茜音は裕の首を起こして自分の胸に抱いた。
「もうないんだよ。ゴメンね。裕。ガマンしてね」
裕はしばらくグズッていた。鼻汁を流しそれをすすりあげていた。何分かそうしていると、裕は落ち着いたようで自分で立ち上がった。
茜音はホッとした。
その後は何事もなく普通だった。いや、必要以上に裕は茜音に甘えた。体に抱きつき、少しの間離れることを嫌がった。茜音もそれを楽しんだ。早くにこうしてやればよかったと思いながら。茜音は裕に何度も謝った。
「ごめんね」
そう口にすると裕は茜音のその頬を触る。そして優しいキス。裕の中身は子供だが、茜音を大切にしたい、愛したいという気持ちが同居している。

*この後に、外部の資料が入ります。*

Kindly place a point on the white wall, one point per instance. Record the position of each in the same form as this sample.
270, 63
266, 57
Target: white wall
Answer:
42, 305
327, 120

よい雰囲気だが、それ以上前へは進めない。知性がないためだ。
キスをして、母親に抱きつく子供のようにじゃれつく。それが裕の精いっぱいの愛情表現なのだ。
やがて二人はいつものように寝る。ベッドとソファをつなげ合って。互いに顔を見ながらの就寝だ。
茜音の前には自分が好きなスクランブルの邑川裕の顔がある。中身は可愛らしい子どもだが、それでもいい。黒い箱に願ってよかったと感謝をした。